Rôle N° RG 20/02941 - N° Portalis DBVB-V-B7E-BFVFR

Société civile FCM 15

SAS LE SPORTING-CAPOZZI-ZAPATA

C/

S.A.R.L. LE [Localité 14]

Copie exécutoire délivrée

le :

à :

AARPI OLLIER JEAN MICHEL & ASSOCIES

SELARL AB ASSOCIES

Décision déférée à la Cour :

Jugement du tribunal judiciaire de DRAGUIGNAN en date du 31 Janvier 2020 enregistré au répertoire général sous le n° 15/04115.

APPELANTES

Société civile FCM 15, dont le siège social est [Adresse 1], prise en la personne de son représentant légal en exercice domicilié ès qualités audit siège

représentée par Me Jean-Michel OLLIER de l'AARPI OLLIER JEAN MICHEL & ASSOCIES, avocat au barreau de MARSEILLE substituée par Me Magali DEJARDIN, avocat au barreau de MARSEILLE, plaidant

SAS LE SPORTING-CAPOZZI-ZAPATA, dont le siège social est [Adresse 13], pris en la personne de son représentant légal en exercice domicilié ès qualités audit siège

représentée par Me Jean-Michel OLLIER de l'AARPI OLLIER JEAN MICHEL & ASSOCIES, avocat au barreau de MARSEILLE substituée par Me Magali DEJARDIN, avocat au barreau de MARSEILLE, plaidant

INTIMEE

S.A.R.L. LE [Localité 14], dont le siège social est [Adresse 10], pris en la personne de son gérant en exercice domicilié ès qualités audit siège

représentée par Me Nathalie ARPINO de la SELARL AB ASSOCIES, avocat au barreau de DRAGUIGNAN, plaidant

*-*-*-*-*

COMPOSITION DE LA COUR

En application des dispositions des articles 804 et 805 du code de procédure civile, l'affaire a été débattue le 23 Janvier 2024 en audience publique, les avocats ne s'y étant pas opposés, devant Monsieur Marc MAGNON, Président, et Madame Patricia HOARAU, Conseiller, chargés du rapport.

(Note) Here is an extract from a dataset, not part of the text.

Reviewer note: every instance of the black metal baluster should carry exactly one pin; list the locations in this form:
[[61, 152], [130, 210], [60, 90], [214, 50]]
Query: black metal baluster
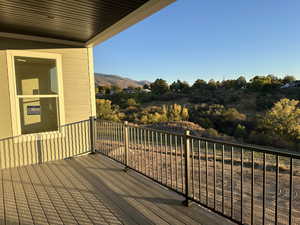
[[252, 188], [277, 186], [242, 150], [199, 168], [231, 185], [264, 187], [223, 178], [206, 156], [291, 192], [215, 175]]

Madame Patricia HOARAU, Conseiller, a fait un rapport oral à l'audience, avant les plaidoiries.

Ces magistrats ont rendu compte des plaidoiries dans le délibéré de la cour, composée de :

Monsieur Marc MAGNON, Président

Madame Patricia HOARAU, Conseiller

Madame Véronique MÖLLER, Conseiller

qui en ont délibéré.

Greffier lors des débats : Madame Danielle PANDOLFI.

Les parties ont été avisées que le prononcé de la décision aurait lieu par mise à disposition au greffe le 21 Mars 2024.

ARRÊT

Contradictoire,

Prononcé par mise à disposition au greffe le 21 Mars 2024,

Signé par Monsieur Marc MAGNON, Président et Madame Danielle PANDOLFI, greffier auquel la minute de la décision a été remise par le magistrat signataire.

***

FAITS et PROCEDURE - MOYENS et PRETENTIONS DES PARTIES

Selon acte notarié du 5 janvier 2011, la SARL Le [Localité 14] a acquis de M. [U] [F] la propriété d'un immeuble sis [Adresse 11], figurant au cadastre sous les numéros [Cadastre 3] et [Cadastre 4], donnant sur l'[Adresse 15] décrit en ces termes : « - Une maison donnant [Adresse 17] à usage d'habitation et de commerce élevée d'un étage sur rez-de-chaussée, cadastrée section AC n°[Cadastre 3] pour soixante-dix-sept mètres carrés lieu-dit « [Localité 16] ».

- Une maison à usage d'habitation élevée d'un étage sur rez-de-chaussée avec cour attenante séparant la maison sus-désignée donnant sur une impasse non dénommée, débouchant sur le [Adresse 13] Cadastré lieu-dit [Localité 16], à la section AC sous le n°[Cadastre 4], pour cinquante-cinq mètres carrés. »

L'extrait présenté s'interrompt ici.